Yesterday, March 31, 2020, the Board of Governors of the Federal Reserve System (the “Board”) announced a six-month delay in the effective date of its final rule implementing a revised control framework.  Previously, in January, the Board unanimously approved a final rule establishing a comprehensive, simplified framework for determining when an investor company exhibits control over an investee company for the purposes of the Bank Holding Company Act and the Home Owners’ Loan Act.  The final rule was set to go into effect today, April 1.  Yesterday’s action delays the effective date until September 30, 2020.
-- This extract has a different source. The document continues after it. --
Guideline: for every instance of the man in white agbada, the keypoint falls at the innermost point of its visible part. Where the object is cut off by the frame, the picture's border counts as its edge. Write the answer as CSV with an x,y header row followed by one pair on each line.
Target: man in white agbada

In an associated Federal Register notice, the Board indicated that the delay is intended to “allow companies additional time to consult with Board staff about existing investments and relationships,” which will afford companies “greater flexibility to focus on COVID-19-related issues.”  The announcement is the latest in a series of efforts by legislators and financial regulators to delay or ease regulatory requirements in response to the ongoing global pandemic.  These efforts include relief from the application of the Current Expected Credit Losses methodology beyond that provided for in Section 4014 of the recently-passed CARES Act, a 30-day extension for certain banking organizations to file call reports or FR Y-9C reports for the first quarter of 2020, a six-month delay in implementation of changes to the Board’s Payment System Risk Policy for intraday credit, Consumer Financial Protection Bureau no-action relief allowing for late filing of Home Mortgage Disclosure Act data, and Commodity Futures Trading Commission no-action relief allowing for late filing of Dodd-Frank Act compliance reports.